Quantitative Determination of the Effective Mn(4+) Concentration in a Li(2)TiO(3):Mn(4+) Phosphor and Its Effect on the Photoluminescence Efficiency of Deep Red Emission

[Image: see text] Obtaining highly efficient photoluminescence with Mn(4+)-activated phosphors, which have been extensively studied in diverse lighting devices, requires the precise control of the manganese valence states. However, this control is difficult to achieve because manganese ions can have various valence states ranging from divalent to heptavalent. Additionally, the concentrations of Mn ions in each valence state, especially the effective Mn(4+) concentration, have never been quantitatively determined in a phosphor crystal lattice. The relationship between the effective Mn(4+) concentration and the luminescence properties of Mn(4+)-activated phosphors is of current interest for improving the phosphor properties.
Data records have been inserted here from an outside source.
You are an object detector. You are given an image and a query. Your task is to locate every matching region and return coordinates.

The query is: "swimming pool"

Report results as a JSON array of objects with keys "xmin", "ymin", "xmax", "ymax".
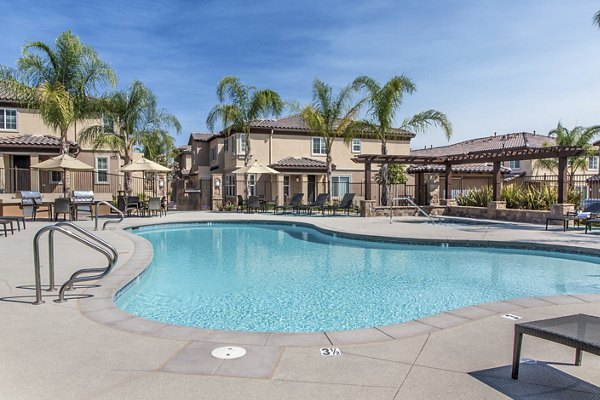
[{"xmin": 115, "ymin": 222, "xmax": 600, "ymax": 332}]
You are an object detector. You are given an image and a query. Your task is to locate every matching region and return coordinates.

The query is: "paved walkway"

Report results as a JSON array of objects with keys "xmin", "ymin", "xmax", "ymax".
[{"xmin": 2, "ymin": 212, "xmax": 600, "ymax": 399}]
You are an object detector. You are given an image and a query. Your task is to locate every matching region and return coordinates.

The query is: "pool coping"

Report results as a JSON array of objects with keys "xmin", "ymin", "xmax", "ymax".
[{"xmin": 79, "ymin": 217, "xmax": 600, "ymax": 352}]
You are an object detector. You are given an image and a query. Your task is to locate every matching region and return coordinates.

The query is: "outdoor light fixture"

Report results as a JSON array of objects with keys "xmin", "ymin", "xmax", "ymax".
[{"xmin": 214, "ymin": 178, "xmax": 221, "ymax": 188}]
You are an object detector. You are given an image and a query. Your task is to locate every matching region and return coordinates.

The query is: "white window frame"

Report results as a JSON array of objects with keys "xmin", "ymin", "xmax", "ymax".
[
  {"xmin": 95, "ymin": 156, "xmax": 109, "ymax": 184},
  {"xmin": 351, "ymin": 138, "xmax": 361, "ymax": 153},
  {"xmin": 102, "ymin": 115, "xmax": 114, "ymax": 133},
  {"xmin": 508, "ymin": 160, "xmax": 521, "ymax": 169},
  {"xmin": 331, "ymin": 175, "xmax": 351, "ymax": 197},
  {"xmin": 0, "ymin": 108, "xmax": 17, "ymax": 130},
  {"xmin": 225, "ymin": 174, "xmax": 236, "ymax": 197},
  {"xmin": 589, "ymin": 156, "xmax": 599, "ymax": 171},
  {"xmin": 49, "ymin": 170, "xmax": 63, "ymax": 184},
  {"xmin": 238, "ymin": 133, "xmax": 247, "ymax": 154},
  {"xmin": 248, "ymin": 174, "xmax": 256, "ymax": 196},
  {"xmin": 311, "ymin": 137, "xmax": 326, "ymax": 156}
]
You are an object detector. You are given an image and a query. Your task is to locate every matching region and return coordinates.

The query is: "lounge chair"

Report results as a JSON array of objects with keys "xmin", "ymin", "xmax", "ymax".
[
  {"xmin": 0, "ymin": 219, "xmax": 15, "ymax": 237},
  {"xmin": 20, "ymin": 191, "xmax": 51, "ymax": 220},
  {"xmin": 0, "ymin": 216, "xmax": 26, "ymax": 231},
  {"xmin": 324, "ymin": 193, "xmax": 356, "ymax": 216},
  {"xmin": 299, "ymin": 193, "xmax": 329, "ymax": 215},
  {"xmin": 274, "ymin": 193, "xmax": 304, "ymax": 214},
  {"xmin": 545, "ymin": 202, "xmax": 600, "ymax": 231}
]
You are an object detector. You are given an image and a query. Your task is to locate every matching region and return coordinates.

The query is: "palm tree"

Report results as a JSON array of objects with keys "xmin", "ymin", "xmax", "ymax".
[
  {"xmin": 351, "ymin": 75, "xmax": 452, "ymax": 205},
  {"xmin": 301, "ymin": 79, "xmax": 366, "ymax": 196},
  {"xmin": 0, "ymin": 30, "xmax": 116, "ymax": 154},
  {"xmin": 79, "ymin": 80, "xmax": 181, "ymax": 194},
  {"xmin": 535, "ymin": 122, "xmax": 600, "ymax": 183},
  {"xmin": 206, "ymin": 76, "xmax": 283, "ymax": 196},
  {"xmin": 140, "ymin": 129, "xmax": 177, "ymax": 166},
  {"xmin": 594, "ymin": 10, "xmax": 600, "ymax": 27}
]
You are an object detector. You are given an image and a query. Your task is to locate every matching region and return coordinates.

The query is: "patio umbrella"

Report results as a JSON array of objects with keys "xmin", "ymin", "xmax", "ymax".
[
  {"xmin": 120, "ymin": 157, "xmax": 171, "ymax": 196},
  {"xmin": 31, "ymin": 154, "xmax": 94, "ymax": 197},
  {"xmin": 233, "ymin": 161, "xmax": 280, "ymax": 175}
]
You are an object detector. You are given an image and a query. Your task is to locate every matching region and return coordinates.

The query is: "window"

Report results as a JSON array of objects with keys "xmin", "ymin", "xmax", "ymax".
[
  {"xmin": 225, "ymin": 174, "xmax": 236, "ymax": 197},
  {"xmin": 351, "ymin": 138, "xmax": 361, "ymax": 153},
  {"xmin": 248, "ymin": 174, "xmax": 256, "ymax": 196},
  {"xmin": 508, "ymin": 160, "xmax": 520, "ymax": 169},
  {"xmin": 283, "ymin": 175, "xmax": 290, "ymax": 200},
  {"xmin": 238, "ymin": 133, "xmax": 247, "ymax": 154},
  {"xmin": 49, "ymin": 171, "xmax": 62, "ymax": 184},
  {"xmin": 589, "ymin": 156, "xmax": 599, "ymax": 171},
  {"xmin": 331, "ymin": 176, "xmax": 350, "ymax": 197},
  {"xmin": 0, "ymin": 108, "xmax": 17, "ymax": 130},
  {"xmin": 102, "ymin": 115, "xmax": 114, "ymax": 133},
  {"xmin": 231, "ymin": 136, "xmax": 236, "ymax": 154},
  {"xmin": 312, "ymin": 137, "xmax": 326, "ymax": 155},
  {"xmin": 223, "ymin": 136, "xmax": 229, "ymax": 152},
  {"xmin": 96, "ymin": 156, "xmax": 109, "ymax": 184},
  {"xmin": 210, "ymin": 147, "xmax": 217, "ymax": 162}
]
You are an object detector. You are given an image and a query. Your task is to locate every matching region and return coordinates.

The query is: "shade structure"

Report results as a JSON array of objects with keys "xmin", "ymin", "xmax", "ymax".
[
  {"xmin": 31, "ymin": 154, "xmax": 94, "ymax": 197},
  {"xmin": 119, "ymin": 157, "xmax": 171, "ymax": 173},
  {"xmin": 233, "ymin": 161, "xmax": 280, "ymax": 175},
  {"xmin": 30, "ymin": 154, "xmax": 94, "ymax": 172}
]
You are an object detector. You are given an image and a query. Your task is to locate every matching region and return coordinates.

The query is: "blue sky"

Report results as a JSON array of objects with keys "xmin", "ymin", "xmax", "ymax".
[{"xmin": 2, "ymin": 0, "xmax": 600, "ymax": 149}]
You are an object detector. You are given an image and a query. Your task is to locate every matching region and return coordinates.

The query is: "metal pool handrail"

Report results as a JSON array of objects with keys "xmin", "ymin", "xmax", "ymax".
[
  {"xmin": 32, "ymin": 222, "xmax": 118, "ymax": 304},
  {"xmin": 390, "ymin": 196, "xmax": 435, "ymax": 224},
  {"xmin": 94, "ymin": 201, "xmax": 124, "ymax": 231}
]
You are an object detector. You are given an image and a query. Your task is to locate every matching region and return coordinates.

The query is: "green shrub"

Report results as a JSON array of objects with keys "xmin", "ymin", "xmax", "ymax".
[
  {"xmin": 455, "ymin": 186, "xmax": 492, "ymax": 207},
  {"xmin": 456, "ymin": 184, "xmax": 582, "ymax": 210}
]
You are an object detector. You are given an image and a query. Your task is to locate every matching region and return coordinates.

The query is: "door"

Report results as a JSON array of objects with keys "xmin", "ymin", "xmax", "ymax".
[
  {"xmin": 307, "ymin": 175, "xmax": 316, "ymax": 203},
  {"xmin": 12, "ymin": 155, "xmax": 31, "ymax": 192}
]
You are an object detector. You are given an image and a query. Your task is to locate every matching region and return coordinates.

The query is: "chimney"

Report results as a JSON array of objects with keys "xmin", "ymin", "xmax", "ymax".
[{"xmin": 494, "ymin": 132, "xmax": 497, "ymax": 136}]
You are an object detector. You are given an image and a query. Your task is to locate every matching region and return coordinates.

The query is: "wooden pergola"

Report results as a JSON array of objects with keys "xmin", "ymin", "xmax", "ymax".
[{"xmin": 352, "ymin": 133, "xmax": 585, "ymax": 204}]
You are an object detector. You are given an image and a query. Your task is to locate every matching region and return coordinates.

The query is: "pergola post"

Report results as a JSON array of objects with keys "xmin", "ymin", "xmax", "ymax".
[
  {"xmin": 444, "ymin": 163, "xmax": 452, "ymax": 200},
  {"xmin": 365, "ymin": 162, "xmax": 371, "ymax": 200},
  {"xmin": 492, "ymin": 161, "xmax": 502, "ymax": 201},
  {"xmin": 558, "ymin": 156, "xmax": 568, "ymax": 203}
]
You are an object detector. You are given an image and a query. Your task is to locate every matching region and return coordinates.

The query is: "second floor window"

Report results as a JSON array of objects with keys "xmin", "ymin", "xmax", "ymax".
[
  {"xmin": 210, "ymin": 147, "xmax": 217, "ymax": 162},
  {"xmin": 223, "ymin": 136, "xmax": 229, "ymax": 152},
  {"xmin": 589, "ymin": 156, "xmax": 599, "ymax": 170},
  {"xmin": 96, "ymin": 157, "xmax": 109, "ymax": 183},
  {"xmin": 238, "ymin": 133, "xmax": 247, "ymax": 154},
  {"xmin": 102, "ymin": 115, "xmax": 114, "ymax": 133},
  {"xmin": 352, "ymin": 138, "xmax": 361, "ymax": 153},
  {"xmin": 508, "ymin": 160, "xmax": 520, "ymax": 169},
  {"xmin": 0, "ymin": 108, "xmax": 17, "ymax": 130},
  {"xmin": 312, "ymin": 137, "xmax": 326, "ymax": 155}
]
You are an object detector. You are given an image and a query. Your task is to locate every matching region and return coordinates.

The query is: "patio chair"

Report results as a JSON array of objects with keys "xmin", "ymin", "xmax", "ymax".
[
  {"xmin": 546, "ymin": 202, "xmax": 600, "ymax": 231},
  {"xmin": 299, "ymin": 193, "xmax": 329, "ymax": 215},
  {"xmin": 72, "ymin": 191, "xmax": 94, "ymax": 220},
  {"xmin": 0, "ymin": 216, "xmax": 25, "ymax": 231},
  {"xmin": 19, "ymin": 191, "xmax": 51, "ymax": 220},
  {"xmin": 236, "ymin": 195, "xmax": 247, "ymax": 213},
  {"xmin": 146, "ymin": 197, "xmax": 163, "ymax": 217},
  {"xmin": 246, "ymin": 196, "xmax": 261, "ymax": 213},
  {"xmin": 160, "ymin": 196, "xmax": 168, "ymax": 215},
  {"xmin": 0, "ymin": 219, "xmax": 15, "ymax": 237},
  {"xmin": 54, "ymin": 197, "xmax": 72, "ymax": 221},
  {"xmin": 324, "ymin": 193, "xmax": 356, "ymax": 216},
  {"xmin": 263, "ymin": 195, "xmax": 278, "ymax": 211},
  {"xmin": 274, "ymin": 193, "xmax": 304, "ymax": 214}
]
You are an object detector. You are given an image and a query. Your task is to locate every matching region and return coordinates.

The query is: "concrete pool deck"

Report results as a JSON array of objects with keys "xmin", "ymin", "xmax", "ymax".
[{"xmin": 2, "ymin": 212, "xmax": 600, "ymax": 399}]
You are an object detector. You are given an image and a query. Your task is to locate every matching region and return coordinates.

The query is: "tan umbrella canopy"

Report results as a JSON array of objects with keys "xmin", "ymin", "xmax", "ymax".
[
  {"xmin": 31, "ymin": 154, "xmax": 94, "ymax": 197},
  {"xmin": 233, "ymin": 161, "xmax": 280, "ymax": 175},
  {"xmin": 119, "ymin": 157, "xmax": 171, "ymax": 173}
]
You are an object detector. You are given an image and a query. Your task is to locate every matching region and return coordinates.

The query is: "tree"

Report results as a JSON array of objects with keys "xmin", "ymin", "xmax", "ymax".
[
  {"xmin": 594, "ymin": 10, "xmax": 600, "ymax": 28},
  {"xmin": 302, "ymin": 79, "xmax": 365, "ymax": 196},
  {"xmin": 0, "ymin": 31, "xmax": 116, "ymax": 154},
  {"xmin": 206, "ymin": 76, "xmax": 283, "ymax": 197},
  {"xmin": 374, "ymin": 163, "xmax": 407, "ymax": 185},
  {"xmin": 79, "ymin": 80, "xmax": 181, "ymax": 194},
  {"xmin": 139, "ymin": 129, "xmax": 177, "ymax": 166},
  {"xmin": 535, "ymin": 122, "xmax": 600, "ymax": 183},
  {"xmin": 351, "ymin": 75, "xmax": 452, "ymax": 205}
]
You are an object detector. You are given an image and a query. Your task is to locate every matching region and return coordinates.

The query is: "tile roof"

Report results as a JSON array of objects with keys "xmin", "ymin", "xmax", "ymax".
[
  {"xmin": 190, "ymin": 132, "xmax": 216, "ymax": 142},
  {"xmin": 178, "ymin": 145, "xmax": 191, "ymax": 152},
  {"xmin": 0, "ymin": 85, "xmax": 19, "ymax": 102},
  {"xmin": 0, "ymin": 134, "xmax": 73, "ymax": 147},
  {"xmin": 406, "ymin": 163, "xmax": 511, "ymax": 174},
  {"xmin": 271, "ymin": 157, "xmax": 329, "ymax": 170},
  {"xmin": 411, "ymin": 132, "xmax": 555, "ymax": 157},
  {"xmin": 250, "ymin": 114, "xmax": 309, "ymax": 130}
]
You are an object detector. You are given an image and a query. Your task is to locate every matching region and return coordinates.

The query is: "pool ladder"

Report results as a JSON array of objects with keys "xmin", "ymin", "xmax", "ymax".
[
  {"xmin": 94, "ymin": 201, "xmax": 124, "ymax": 231},
  {"xmin": 390, "ymin": 196, "xmax": 436, "ymax": 224},
  {"xmin": 32, "ymin": 221, "xmax": 119, "ymax": 305}
]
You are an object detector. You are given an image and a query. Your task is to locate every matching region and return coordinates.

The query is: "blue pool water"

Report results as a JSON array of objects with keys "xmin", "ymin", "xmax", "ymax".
[{"xmin": 115, "ymin": 223, "xmax": 600, "ymax": 332}]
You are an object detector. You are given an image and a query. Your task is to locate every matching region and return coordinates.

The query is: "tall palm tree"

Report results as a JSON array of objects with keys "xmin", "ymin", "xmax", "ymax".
[
  {"xmin": 140, "ymin": 129, "xmax": 177, "ymax": 166},
  {"xmin": 594, "ymin": 10, "xmax": 600, "ymax": 27},
  {"xmin": 535, "ymin": 122, "xmax": 600, "ymax": 183},
  {"xmin": 351, "ymin": 75, "xmax": 452, "ymax": 205},
  {"xmin": 302, "ymin": 79, "xmax": 366, "ymax": 196},
  {"xmin": 206, "ymin": 76, "xmax": 283, "ymax": 196},
  {"xmin": 79, "ymin": 80, "xmax": 181, "ymax": 194},
  {"xmin": 0, "ymin": 31, "xmax": 116, "ymax": 154}
]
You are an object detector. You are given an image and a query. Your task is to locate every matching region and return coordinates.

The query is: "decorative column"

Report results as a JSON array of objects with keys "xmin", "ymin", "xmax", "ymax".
[
  {"xmin": 492, "ymin": 161, "xmax": 502, "ymax": 201},
  {"xmin": 364, "ymin": 162, "xmax": 371, "ymax": 200},
  {"xmin": 557, "ymin": 156, "xmax": 568, "ymax": 204},
  {"xmin": 444, "ymin": 163, "xmax": 452, "ymax": 201}
]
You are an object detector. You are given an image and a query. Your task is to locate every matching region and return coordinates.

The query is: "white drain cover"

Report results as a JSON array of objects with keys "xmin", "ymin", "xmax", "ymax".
[{"xmin": 211, "ymin": 346, "xmax": 246, "ymax": 360}]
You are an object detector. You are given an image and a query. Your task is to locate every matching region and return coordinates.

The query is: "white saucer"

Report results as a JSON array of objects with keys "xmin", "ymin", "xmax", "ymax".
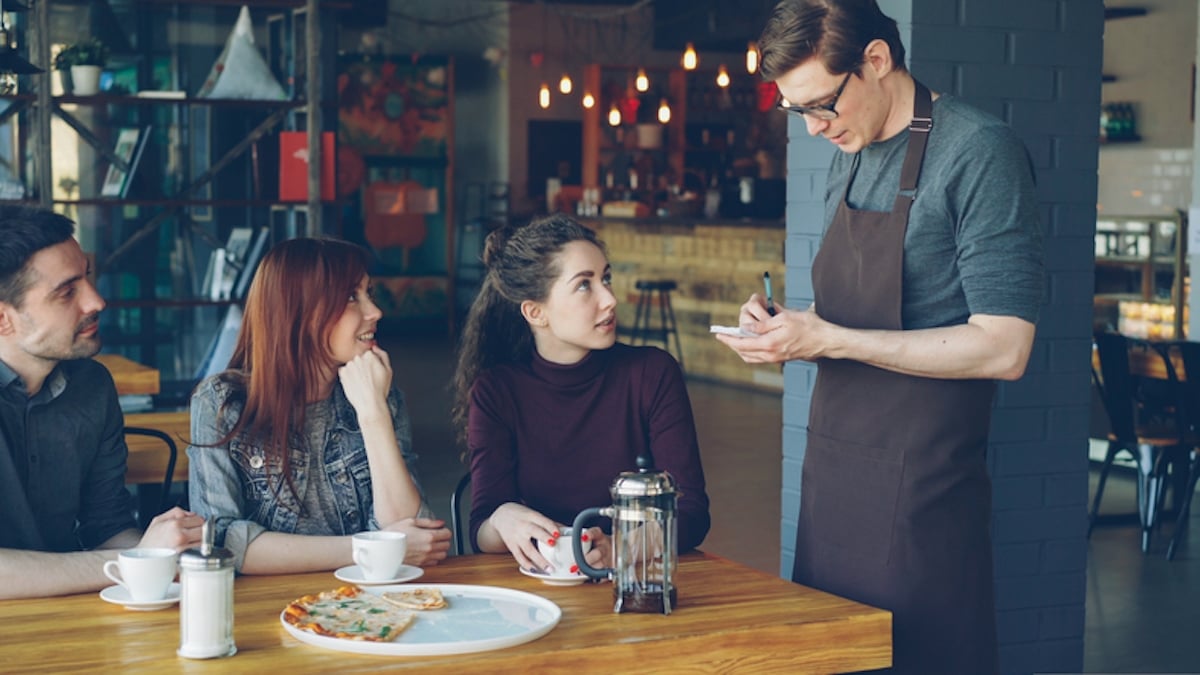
[
  {"xmin": 518, "ymin": 566, "xmax": 588, "ymax": 586},
  {"xmin": 99, "ymin": 582, "xmax": 181, "ymax": 611},
  {"xmin": 334, "ymin": 564, "xmax": 424, "ymax": 585}
]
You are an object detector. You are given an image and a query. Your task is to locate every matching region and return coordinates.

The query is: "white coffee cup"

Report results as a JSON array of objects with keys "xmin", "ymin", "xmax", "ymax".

In the present study, the effective Mn(4+) concentration in Li(2)TiO(3):Mn(4+) (LTO:Mn) phosphors prepared by the sol–gel method with heating at various temperatures was quantitatively analyzed by X-ray absorption near-edge spectroscopy. Moreover, the effect of the existence of Mn(2+), Mn(3+), and Mn(4+) ions on the photoluminescence efficiency was investigated. The effective Mn(4+) concentration was found to be over 60% in all phosphor samples. The quantum efficiencies (QEs) of all LTO:Mn phosphors strongly depend on the effective Mn(4+) concentration. In particular, the LTO:Mn phosphor prepared by heating at 800 °C (LTO:Mn@800) contained the highest effective Mn(4+) concentration of 98.1% and exhibited the highest internal QE of 31.6%. The results of this work provide new and important insights for the development of Mn(4+)-activated phosphors with high efficiency.